El siguiente factor son las cláusulas de los ofertas. Un operador honesto detalla el requisito de apuesta de forma clara, mientras que los menos fiables lo entierran en términos y condiciones kilométricos. Un requisito de treinta veces resulta habitual; por encima de x50 toca desconfiar.
Las opciones de cobro revelan bastante sobre la seriedad de un operador. En España, lo esperable es ver disponibles Bizum, transferencia, bono mr green Visa y Mastercard, Paysafecard y carteras digitales como Skrill o Neteller.
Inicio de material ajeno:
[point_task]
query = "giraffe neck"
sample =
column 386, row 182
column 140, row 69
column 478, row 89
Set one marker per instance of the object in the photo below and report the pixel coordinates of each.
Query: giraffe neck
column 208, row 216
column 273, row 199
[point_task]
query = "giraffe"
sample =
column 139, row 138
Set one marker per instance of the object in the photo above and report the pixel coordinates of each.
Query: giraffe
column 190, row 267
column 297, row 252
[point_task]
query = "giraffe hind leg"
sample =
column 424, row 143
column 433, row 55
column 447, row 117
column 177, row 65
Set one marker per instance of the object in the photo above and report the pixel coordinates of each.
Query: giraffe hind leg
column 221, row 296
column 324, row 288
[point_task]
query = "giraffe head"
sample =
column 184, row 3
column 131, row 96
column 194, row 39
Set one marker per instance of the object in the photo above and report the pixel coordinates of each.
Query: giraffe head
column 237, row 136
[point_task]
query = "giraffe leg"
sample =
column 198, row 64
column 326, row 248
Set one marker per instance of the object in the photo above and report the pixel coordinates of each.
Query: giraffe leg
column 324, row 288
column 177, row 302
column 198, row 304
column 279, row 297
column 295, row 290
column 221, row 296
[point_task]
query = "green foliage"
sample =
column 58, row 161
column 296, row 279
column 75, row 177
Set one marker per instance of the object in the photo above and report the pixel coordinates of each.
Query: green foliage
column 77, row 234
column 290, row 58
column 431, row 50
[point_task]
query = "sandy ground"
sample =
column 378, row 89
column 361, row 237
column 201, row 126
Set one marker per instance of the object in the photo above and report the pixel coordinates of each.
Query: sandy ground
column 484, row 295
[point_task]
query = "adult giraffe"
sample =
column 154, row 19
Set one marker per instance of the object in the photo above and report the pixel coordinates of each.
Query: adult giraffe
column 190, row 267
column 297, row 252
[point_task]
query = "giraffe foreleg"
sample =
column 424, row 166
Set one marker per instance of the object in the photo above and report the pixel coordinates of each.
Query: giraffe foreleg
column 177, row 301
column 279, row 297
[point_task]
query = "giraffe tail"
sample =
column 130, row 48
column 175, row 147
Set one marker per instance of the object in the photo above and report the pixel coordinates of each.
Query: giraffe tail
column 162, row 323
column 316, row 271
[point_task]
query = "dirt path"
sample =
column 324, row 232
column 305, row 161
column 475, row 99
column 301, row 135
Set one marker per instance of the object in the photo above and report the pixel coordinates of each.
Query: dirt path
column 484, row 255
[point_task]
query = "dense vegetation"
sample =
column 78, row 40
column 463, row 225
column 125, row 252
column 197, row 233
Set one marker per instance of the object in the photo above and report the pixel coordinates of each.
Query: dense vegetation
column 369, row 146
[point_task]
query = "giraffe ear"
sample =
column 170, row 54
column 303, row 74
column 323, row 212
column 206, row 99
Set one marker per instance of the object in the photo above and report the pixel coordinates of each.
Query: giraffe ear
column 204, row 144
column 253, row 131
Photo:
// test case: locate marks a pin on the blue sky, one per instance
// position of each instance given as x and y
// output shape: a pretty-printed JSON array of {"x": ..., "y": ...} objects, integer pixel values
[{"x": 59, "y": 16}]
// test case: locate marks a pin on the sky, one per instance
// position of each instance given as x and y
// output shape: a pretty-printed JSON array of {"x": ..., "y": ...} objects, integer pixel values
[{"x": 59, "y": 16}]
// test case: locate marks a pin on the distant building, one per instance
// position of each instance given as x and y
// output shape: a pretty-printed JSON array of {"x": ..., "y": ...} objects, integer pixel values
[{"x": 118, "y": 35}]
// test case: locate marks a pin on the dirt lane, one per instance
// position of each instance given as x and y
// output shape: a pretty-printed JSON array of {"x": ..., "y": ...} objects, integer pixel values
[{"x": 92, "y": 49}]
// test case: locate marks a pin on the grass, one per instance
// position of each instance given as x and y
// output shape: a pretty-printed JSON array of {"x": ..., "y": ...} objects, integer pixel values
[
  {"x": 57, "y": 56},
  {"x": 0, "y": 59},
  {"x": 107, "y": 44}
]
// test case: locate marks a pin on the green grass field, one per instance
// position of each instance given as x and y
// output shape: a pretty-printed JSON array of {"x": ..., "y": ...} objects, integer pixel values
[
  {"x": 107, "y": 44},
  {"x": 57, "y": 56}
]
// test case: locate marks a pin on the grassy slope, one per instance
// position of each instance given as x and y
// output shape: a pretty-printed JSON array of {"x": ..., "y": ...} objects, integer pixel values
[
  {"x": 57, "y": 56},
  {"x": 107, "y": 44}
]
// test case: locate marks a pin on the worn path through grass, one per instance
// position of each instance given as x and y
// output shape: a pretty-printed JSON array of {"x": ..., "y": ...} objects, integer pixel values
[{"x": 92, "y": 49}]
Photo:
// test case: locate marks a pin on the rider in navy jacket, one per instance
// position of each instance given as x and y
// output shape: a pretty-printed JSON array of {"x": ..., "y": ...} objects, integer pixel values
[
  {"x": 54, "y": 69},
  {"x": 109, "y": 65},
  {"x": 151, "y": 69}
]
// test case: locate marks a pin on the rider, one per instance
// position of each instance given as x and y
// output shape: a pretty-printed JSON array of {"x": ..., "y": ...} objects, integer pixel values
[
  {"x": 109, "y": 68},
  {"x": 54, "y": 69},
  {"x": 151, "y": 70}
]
Un catálogo reducido a opciones exóticas es una bandera roja.
Conviene revisar además los plazos de retirada. Un buen operador categorias tragaperras procesa las retiradas en menos de tres días laborables una vez validada la documentación. Si los tiempos se estiran sin explicación, es el indicio inicial de un problema de fondo.
Por último, conviene probar la asistencia previamente de ingresar dinero. Una pregunta simple por soporte basta para ver si atienden en español y en minutos. Si tardan antes de cobrarte, imagina cuando tengas una incidencia.